Hoje, o “Ocidente” intensifica a bestialização dos “orientais”. Esse processo ganhou intensidade com a “guerra ao terror”, desencadeada depois da derrubada das Torres Gêmeas. Todo o complexo militar conduzido pelo Pentágono foi mobilizado contra um “Eixo do Mal”, inclusive as Forças Armadas brasileiras, estruturadas para dizer sim ao comando estadunidense. Em nome do “combate ao terror”, diversos países foram destruídos.

A “guerra ao terror” foi artifício semântico exitoso porque consagrou uma distinção inverossímil: haveriam guerreiros civilizados e terroristas incivilizados, acoimados de bestas-feras.

A “ordem internacional” protagonizada por “ocidentais” há mais de cinco séculos demandou a estigmatização do árabe, do negro africano e de povos originários espalhados pelo planeta. Legitimou a escravidão e o genocídio de autóctones. Hoje, legitima o extermínio dos palestinos, assimilados como terroristas e, portanto, indignos de viver.

Uma formidável força aeronaval estadunidense foi estacionada no Oriente Médio para meter medo em quem pretenda solidarizar-se com os condenados da Faixa de Gaza. É um aparato capaz de destruir tudo em volta e desencadear o juízo final. É uma força terrorista. Não foi mobilizada para conter a reação palestina, mas para afirmar poderio sobre os que desafiam Washington. Quem ousaria enfrentá-la levando ajuda humanitária aos condenados à morte?

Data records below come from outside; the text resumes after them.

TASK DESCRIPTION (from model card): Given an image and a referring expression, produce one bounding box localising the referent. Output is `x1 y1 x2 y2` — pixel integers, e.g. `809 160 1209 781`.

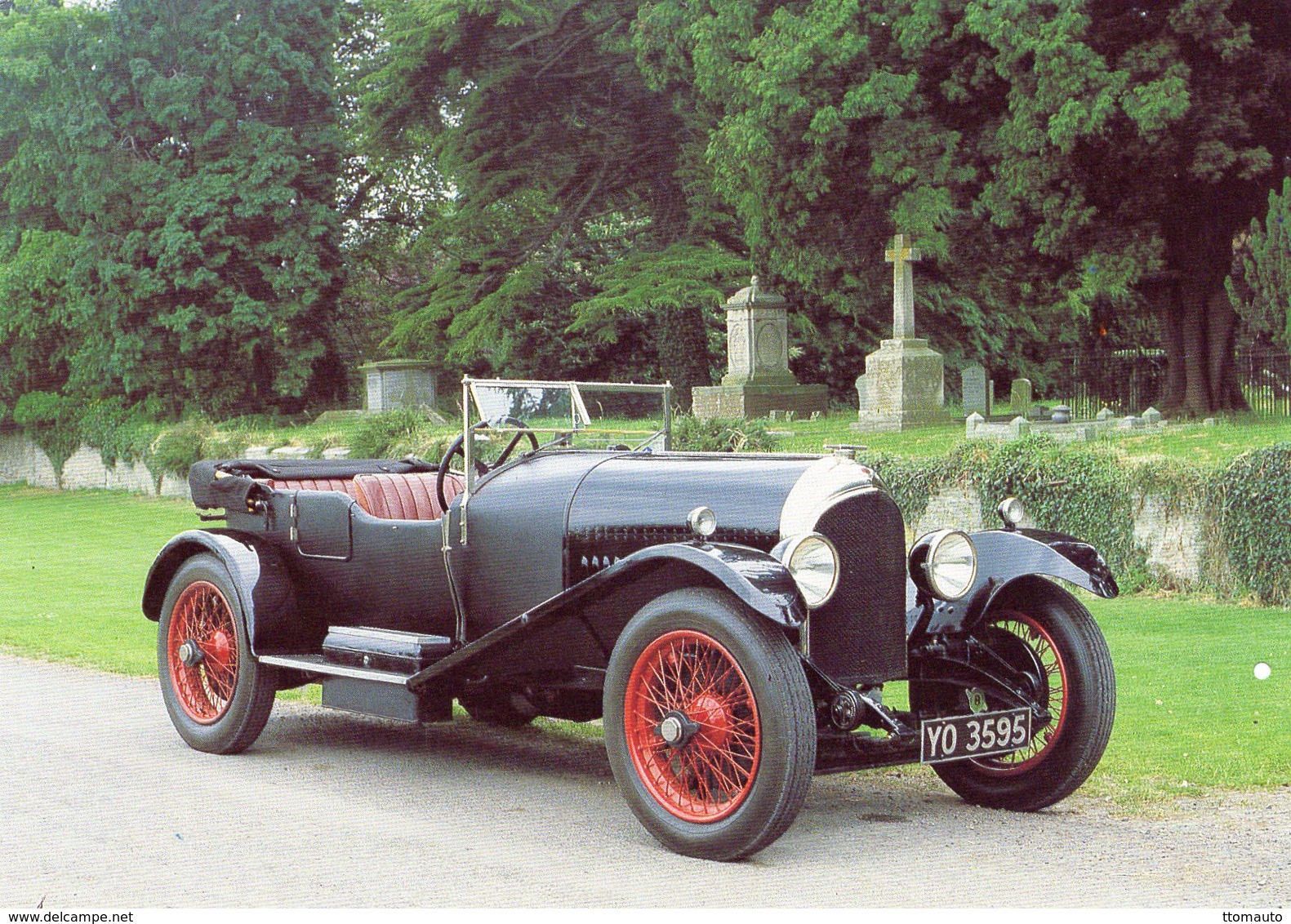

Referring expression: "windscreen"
469 380 669 462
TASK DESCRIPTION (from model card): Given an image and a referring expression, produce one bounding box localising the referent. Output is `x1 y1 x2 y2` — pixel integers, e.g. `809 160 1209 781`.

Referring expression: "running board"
257 655 412 686
260 655 453 722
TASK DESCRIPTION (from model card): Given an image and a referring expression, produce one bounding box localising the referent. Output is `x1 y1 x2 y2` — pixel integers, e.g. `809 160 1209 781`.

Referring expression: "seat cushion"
354 473 462 520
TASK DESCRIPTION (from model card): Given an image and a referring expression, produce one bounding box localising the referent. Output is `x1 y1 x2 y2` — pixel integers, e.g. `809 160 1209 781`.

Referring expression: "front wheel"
910 580 1117 811
158 555 278 753
604 589 816 860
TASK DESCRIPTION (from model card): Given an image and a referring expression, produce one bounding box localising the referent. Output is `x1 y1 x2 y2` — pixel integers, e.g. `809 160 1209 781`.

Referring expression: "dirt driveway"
0 655 1291 908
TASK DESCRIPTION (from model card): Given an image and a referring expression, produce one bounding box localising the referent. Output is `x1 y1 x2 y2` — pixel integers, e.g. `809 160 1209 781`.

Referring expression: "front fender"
143 529 296 655
617 542 807 629
920 529 1120 633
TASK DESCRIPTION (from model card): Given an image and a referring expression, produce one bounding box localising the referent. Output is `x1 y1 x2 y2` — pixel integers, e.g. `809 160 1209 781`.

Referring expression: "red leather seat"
354 473 464 520
267 478 361 500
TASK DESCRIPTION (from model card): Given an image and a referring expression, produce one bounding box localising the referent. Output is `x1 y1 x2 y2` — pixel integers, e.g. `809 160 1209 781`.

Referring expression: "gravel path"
0 655 1291 908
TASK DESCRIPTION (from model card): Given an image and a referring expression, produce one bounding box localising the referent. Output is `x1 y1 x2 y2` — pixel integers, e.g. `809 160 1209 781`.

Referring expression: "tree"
636 0 1291 413
0 0 344 413
1231 178 1291 349
365 0 747 402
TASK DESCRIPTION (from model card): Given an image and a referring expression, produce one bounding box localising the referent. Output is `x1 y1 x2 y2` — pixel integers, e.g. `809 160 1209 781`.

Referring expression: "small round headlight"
777 533 838 609
995 497 1026 529
923 529 977 600
686 507 718 540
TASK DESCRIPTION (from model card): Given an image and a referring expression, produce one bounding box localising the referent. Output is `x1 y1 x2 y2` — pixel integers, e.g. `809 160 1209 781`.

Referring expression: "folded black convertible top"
189 455 439 509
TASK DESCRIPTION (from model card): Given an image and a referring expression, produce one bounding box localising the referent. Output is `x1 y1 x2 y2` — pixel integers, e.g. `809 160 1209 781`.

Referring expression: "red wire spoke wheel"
602 587 816 860
624 630 762 824
167 580 238 726
910 577 1117 811
158 553 278 753
973 611 1067 777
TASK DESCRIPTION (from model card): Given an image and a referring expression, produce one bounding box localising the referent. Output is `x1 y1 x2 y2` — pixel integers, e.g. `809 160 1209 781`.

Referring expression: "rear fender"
143 529 296 655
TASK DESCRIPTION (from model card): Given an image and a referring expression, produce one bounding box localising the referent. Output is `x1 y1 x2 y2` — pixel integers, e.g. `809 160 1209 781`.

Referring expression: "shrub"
673 415 778 453
145 417 247 478
13 391 80 482
1220 442 1291 605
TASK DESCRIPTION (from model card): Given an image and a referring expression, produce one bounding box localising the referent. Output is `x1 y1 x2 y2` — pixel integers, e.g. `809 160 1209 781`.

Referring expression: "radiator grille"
809 491 905 686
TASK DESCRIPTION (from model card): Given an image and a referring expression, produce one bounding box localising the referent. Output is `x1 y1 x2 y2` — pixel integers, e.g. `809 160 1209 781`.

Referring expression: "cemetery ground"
0 485 1291 813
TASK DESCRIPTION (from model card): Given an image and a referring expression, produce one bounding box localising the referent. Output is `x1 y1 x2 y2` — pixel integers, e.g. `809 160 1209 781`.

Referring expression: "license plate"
919 709 1031 764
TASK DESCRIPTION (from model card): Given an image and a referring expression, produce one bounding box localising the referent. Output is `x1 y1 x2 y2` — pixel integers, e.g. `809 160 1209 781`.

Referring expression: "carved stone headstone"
691 276 829 420
1008 378 1031 415
852 235 950 429
959 364 991 417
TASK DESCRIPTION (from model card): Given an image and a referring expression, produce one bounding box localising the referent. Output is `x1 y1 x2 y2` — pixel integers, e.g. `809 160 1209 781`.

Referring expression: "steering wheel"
435 417 538 511
489 417 538 469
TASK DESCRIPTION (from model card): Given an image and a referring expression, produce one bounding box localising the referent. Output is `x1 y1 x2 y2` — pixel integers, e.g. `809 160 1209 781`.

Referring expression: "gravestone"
852 235 950 429
959 364 991 417
1008 378 1031 417
359 359 436 411
691 276 829 420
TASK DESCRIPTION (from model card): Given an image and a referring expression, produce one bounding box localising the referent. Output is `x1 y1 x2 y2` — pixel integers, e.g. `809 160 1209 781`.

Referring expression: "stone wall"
0 431 189 498
909 485 1206 589
0 433 1206 587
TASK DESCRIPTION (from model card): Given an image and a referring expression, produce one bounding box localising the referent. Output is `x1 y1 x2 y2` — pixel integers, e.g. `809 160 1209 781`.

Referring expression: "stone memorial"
959 364 991 417
691 276 829 420
1008 378 1031 417
852 235 950 429
359 359 436 411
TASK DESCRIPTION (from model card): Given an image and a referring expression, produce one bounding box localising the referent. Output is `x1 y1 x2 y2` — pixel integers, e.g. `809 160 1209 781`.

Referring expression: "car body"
143 380 1117 860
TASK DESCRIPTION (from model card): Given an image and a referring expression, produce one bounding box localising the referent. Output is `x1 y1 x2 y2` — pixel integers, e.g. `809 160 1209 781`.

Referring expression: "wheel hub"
657 709 700 747
176 639 203 667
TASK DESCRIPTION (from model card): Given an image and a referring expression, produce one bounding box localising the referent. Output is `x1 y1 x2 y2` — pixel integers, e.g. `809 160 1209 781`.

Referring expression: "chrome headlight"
772 533 839 609
910 529 977 600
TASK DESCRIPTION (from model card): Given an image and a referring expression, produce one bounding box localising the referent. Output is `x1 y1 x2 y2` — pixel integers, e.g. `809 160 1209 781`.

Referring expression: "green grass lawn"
0 486 1291 806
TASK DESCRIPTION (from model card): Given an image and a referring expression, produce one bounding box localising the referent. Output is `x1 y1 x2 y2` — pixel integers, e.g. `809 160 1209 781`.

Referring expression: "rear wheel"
604 589 816 860
910 582 1115 811
158 555 278 753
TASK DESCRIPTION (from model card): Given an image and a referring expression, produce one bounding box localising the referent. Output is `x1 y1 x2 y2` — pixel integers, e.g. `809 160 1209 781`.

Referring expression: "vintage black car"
143 380 1117 860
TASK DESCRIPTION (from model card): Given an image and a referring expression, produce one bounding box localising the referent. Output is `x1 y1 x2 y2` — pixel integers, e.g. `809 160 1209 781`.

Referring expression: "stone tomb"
959 364 991 417
691 276 829 420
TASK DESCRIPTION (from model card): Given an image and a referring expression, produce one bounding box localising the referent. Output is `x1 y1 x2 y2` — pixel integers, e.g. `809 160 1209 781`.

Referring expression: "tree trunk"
1155 284 1188 415
1206 289 1251 411
1162 280 1249 417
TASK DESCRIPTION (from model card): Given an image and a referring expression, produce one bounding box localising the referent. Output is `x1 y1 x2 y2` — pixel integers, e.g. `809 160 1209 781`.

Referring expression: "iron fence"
1044 349 1291 420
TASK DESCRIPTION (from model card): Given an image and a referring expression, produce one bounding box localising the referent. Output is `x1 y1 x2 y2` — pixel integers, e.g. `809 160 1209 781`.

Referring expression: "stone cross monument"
691 276 829 418
852 233 950 429
883 233 923 337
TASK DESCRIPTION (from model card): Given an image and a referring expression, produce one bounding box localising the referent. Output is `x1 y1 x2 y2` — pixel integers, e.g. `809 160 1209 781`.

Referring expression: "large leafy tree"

O terrorismo estadunidense-israelense recebe aplausos no Ocidente, mas crescem as manifestações de repúdio, mostrando que a humanidade resiste. Apesar da propaganda que pretende a eliminação étnica planejada por Israel, o ser humano não aceita a brutalidade como definidora de sua condição.

O que está em pauta em Gaza não é apenas o destino de dois milhões de pessoas, mas a “ordem” que prevalecerá na regência do mundo e os rumos do que chamamos “civilização”.

*Manuel Domingos Neto é professor aposentado da UFC, ex-presidente da Associação Brasileira de Estudos de Defesa (ABED). Autor, entre outros livros de O que fazer com o militar – Anotações para uma nova Defesa Nacional (Gabinete de Leitura).